Both Cooked Somen Japanese Noodles as well as Baked Whole White Potatoes have insufficient amounts of Vitamin A, Vitamin B12 and Vitamin D in 14 oz.
Comparing minerals per 14 ounces for Cooked Somen Japanese Noodles vs Baked White Potatoes:
Cooked Somen Japanese Noodles have 1.3 times more Manganese and 23 times more Sodium than Baked Whole White Potatoes.
While Baked Whole White Potatoes contain 5.1 times more Copper, 13.5 times more Magnesium, 2.8 times more Phosphorus, 18.8 times more Potassium and 1.6 times more Zinc than Cooked Somen Japanese Noodles.
Both Cooked Somen Japanese Noodles and Baked Whole White Potatoes have similar amounts of Calcium, Iron and Water per 14 oz.

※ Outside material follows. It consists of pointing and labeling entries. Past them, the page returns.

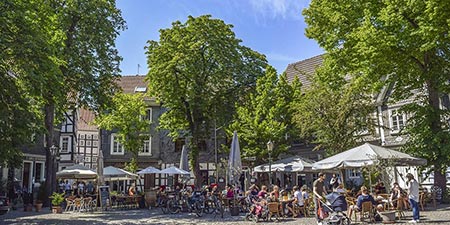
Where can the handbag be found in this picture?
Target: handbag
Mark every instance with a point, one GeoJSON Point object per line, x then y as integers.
{"type": "Point", "coordinates": [321, 213]}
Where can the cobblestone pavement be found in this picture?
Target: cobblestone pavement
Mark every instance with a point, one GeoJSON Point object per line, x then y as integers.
{"type": "Point", "coordinates": [441, 215]}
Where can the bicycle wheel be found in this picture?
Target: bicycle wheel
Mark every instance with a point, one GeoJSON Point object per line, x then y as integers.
{"type": "Point", "coordinates": [198, 209]}
{"type": "Point", "coordinates": [173, 206]}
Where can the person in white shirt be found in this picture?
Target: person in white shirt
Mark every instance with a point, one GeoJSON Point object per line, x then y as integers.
{"type": "Point", "coordinates": [413, 195]}
{"type": "Point", "coordinates": [298, 196]}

Comparison of macro-nutrients per 14 ounces:
Cooked Somen Japanese Noodles have 1.4 times more Energy, 1.3 times more Carbohydrate and 1.9 times more Protein than Baked Whole White Potatoes.
Both Cooked Somen Japanese Noodles as well as Baked Whole White Potatoes have insufficient amounts of Fat, Omega 3, Omega 6, Cholesterol, Glucose and Sucrose in 14 oz.